The A380 is the world’s only fully double-decked aircraft, but as the pandemic left many airlines retiring them, this brings us the question, are they actually worth all the hype?
Size and Capacity
Everyone knows that the Airbus A380 is the world’s largest commercial aircraft, meaning it can carry the most passengers. It can carry a maximum of 853 passengers but typically carries around 545 passengers in a 4-class configuration. But, because of its super-big size, the airbus A380 needs nearly 10,000 feet of runway to take off (Which is over 3 KM of a runway), which, compared to the A320, is massive, as that only needs 4,500 feet. Due to fewer passengers flying after the pandemic, airlines no longer need their large size.
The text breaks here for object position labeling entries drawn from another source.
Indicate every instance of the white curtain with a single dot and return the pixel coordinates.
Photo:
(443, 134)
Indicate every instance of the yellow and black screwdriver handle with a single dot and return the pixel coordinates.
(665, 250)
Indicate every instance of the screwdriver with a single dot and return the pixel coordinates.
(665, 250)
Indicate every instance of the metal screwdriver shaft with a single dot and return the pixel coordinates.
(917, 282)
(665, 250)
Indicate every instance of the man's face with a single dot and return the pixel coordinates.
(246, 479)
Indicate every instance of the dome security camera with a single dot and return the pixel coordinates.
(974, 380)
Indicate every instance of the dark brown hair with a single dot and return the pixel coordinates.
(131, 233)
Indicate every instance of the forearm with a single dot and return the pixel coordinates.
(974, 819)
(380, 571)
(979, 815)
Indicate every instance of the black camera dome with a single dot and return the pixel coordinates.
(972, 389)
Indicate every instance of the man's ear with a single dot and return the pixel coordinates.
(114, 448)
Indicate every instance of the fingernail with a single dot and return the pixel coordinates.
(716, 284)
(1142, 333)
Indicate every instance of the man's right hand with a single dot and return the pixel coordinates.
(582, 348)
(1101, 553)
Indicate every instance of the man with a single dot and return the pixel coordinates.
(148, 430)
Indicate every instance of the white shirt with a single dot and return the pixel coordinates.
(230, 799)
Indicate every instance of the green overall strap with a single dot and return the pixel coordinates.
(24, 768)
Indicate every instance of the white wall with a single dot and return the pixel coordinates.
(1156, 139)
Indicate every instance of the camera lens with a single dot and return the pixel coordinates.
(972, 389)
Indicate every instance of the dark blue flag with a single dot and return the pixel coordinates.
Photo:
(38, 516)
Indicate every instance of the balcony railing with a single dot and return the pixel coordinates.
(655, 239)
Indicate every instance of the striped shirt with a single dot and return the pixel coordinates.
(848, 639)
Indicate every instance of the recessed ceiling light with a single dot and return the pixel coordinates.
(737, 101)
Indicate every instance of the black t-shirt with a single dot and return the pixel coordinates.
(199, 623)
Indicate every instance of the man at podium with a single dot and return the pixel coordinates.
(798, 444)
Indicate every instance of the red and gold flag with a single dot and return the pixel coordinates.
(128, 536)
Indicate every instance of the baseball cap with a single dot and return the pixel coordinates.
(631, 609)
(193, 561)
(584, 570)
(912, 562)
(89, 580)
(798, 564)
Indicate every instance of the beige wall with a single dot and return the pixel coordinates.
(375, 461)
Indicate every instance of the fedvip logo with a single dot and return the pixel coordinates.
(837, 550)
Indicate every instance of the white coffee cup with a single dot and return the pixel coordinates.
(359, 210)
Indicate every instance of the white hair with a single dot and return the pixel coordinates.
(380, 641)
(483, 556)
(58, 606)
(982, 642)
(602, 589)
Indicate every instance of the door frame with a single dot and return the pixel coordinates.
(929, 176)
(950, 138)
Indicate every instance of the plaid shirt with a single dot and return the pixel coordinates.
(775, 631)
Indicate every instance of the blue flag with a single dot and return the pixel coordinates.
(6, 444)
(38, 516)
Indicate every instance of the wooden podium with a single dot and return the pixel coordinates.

The Airbus A380 isn’t quite like the 747 when it comes to being an Icon. The 747 very much shaped air travel at a time when it was just taking-off (Excuse me for the pun). It is for sure what people first think of when people mention aviation. Unfortunately, this can’t be said for the A380 as it was a late arrival to the aviation scene, first going into commercial service in October 2007 with Singapore airlines. This may seem like a while ago, but the 747 first entered service in January 1970 with Pan-Am.
What’s it like flying on an A380?
Having flown on the A380 with Qatar airways on the way back from Maputo this summer, I can tell you that I didn’t feel that much of a difference from flying on other aircraft. The aircraft felt kind of old and outdated compared to Qatar airways’ slightly fresher 777s. In fact, I wasn’t even able to experience the Uniqueness of the A380’s upper deck, as this was shut off to economy class passengers. Of course, I understand that my experience will be different from other people’s, especially when flying with a different airline.
All in all, I think that the A380 is an excellent aircraft and will forever go down in history. However, I believe that it is likely that we will see an abrupt end to the aircraft’s use by the end of the decade. But, for now, the aircraft will always remain the true King of the Skies.